Within Core 9, Blaise fits in, and now she can begin to work towards self-esteem, confidence, achievement… except being in the gang doesn’t guarantee extreme safety, and as Blaise realizes fairly quickly, there is just as much to fear inside a gang than there is outside of it.  So, she finds herself hovering between the Safety and Love/Belonging stage in the Hierarchy of Needs.  Is it any wonder, then, that Blaise can’t focus on school?  That she can’t foresee herself ever getting out of her ghetto alive, let alone bettering herself and going to college?  While we may want to judge her, especially as the media likes to focus on the few amazing stories of those who “got out,” who “pulled themselves up by their boot straps,” this isn’t that story.  This is the story of the many who are left behind.  This is the story of those who can’t get out.

Of course, Blaise makes decisions that I hat—and so do her friends.  Of course, I wanted to knock “some sense” into them as I read, to scream at them to call the cops, to run away, to do something… but in all truth, why call the cops when you know they can’t help you?  Why run when it will only show your weakness and land you a bullet in your back?  Blaise has more sense than I ever would have in her shoes, and though the going is tough and she’s finds herself in a very precarious situation, she continues on as best as she can.  And that is pure courage.
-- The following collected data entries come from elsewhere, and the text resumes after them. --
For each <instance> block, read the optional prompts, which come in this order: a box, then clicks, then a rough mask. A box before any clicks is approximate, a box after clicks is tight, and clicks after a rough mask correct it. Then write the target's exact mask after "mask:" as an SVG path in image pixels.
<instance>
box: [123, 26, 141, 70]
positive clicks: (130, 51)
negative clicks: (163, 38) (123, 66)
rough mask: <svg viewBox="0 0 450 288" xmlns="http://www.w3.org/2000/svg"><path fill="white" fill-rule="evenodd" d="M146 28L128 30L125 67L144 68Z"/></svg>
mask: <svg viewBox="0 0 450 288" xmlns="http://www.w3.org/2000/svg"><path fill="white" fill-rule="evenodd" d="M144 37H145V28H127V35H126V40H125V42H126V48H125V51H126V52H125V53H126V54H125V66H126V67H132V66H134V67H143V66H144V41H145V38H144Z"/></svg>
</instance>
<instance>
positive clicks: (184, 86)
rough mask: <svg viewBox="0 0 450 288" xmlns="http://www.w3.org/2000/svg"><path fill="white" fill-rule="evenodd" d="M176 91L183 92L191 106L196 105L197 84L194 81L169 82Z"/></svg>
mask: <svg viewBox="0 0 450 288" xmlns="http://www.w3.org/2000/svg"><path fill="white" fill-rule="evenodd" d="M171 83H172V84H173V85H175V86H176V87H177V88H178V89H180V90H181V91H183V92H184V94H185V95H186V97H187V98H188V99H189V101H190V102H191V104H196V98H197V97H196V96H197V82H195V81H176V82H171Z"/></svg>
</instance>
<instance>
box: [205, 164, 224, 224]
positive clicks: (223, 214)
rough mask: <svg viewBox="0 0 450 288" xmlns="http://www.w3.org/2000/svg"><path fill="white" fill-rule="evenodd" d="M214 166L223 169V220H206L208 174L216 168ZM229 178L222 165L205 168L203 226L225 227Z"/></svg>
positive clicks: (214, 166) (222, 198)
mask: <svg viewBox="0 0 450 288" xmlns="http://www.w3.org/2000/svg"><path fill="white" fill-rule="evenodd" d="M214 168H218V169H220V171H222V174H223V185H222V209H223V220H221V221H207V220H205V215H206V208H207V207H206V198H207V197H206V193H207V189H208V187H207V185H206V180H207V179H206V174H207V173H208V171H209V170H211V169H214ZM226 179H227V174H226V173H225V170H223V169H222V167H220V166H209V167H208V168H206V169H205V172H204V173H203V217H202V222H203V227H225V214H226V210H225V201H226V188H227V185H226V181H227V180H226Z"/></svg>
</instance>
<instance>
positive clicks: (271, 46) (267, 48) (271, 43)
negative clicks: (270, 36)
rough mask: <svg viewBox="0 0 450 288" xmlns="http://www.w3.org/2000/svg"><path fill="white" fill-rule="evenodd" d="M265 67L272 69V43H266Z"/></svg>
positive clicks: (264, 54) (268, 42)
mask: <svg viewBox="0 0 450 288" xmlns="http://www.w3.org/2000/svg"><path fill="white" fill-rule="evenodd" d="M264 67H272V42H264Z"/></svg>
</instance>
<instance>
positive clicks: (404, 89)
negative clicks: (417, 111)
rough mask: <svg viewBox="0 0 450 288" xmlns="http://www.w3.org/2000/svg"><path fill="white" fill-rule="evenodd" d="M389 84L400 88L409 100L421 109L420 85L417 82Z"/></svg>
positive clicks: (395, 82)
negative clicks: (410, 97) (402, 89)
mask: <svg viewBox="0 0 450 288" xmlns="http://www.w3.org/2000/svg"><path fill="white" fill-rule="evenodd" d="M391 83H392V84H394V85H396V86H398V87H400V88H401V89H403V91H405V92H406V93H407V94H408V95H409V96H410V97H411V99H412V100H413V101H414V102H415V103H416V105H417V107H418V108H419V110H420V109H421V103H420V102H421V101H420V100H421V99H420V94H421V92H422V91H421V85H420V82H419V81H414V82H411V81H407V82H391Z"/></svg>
Originally I didn’t want to pick up this novel.  I was afraid it would focus on servitude sex and the downtrodden woman.  But it doesn’t—Blaise isn’t raped and any mention of sex is more so glossed over.  Instead, what this novel does do is show the very real truth about gang violence and the people who grow up surrounded by it.  It shows the many dangers in life that a lot of us don’t even realize exist.  And it breaks my heart, but this is one intense, powerful read if you really understand the truths behind it.  Five amazing stars.

5 starsHarperCollins Publishers and Balzer + Bray have been extremely gracious in allowing me to read an ARC of this powerful novel, via Edelweiss, in exchange for an honest review prior to its release on February 11, 2014.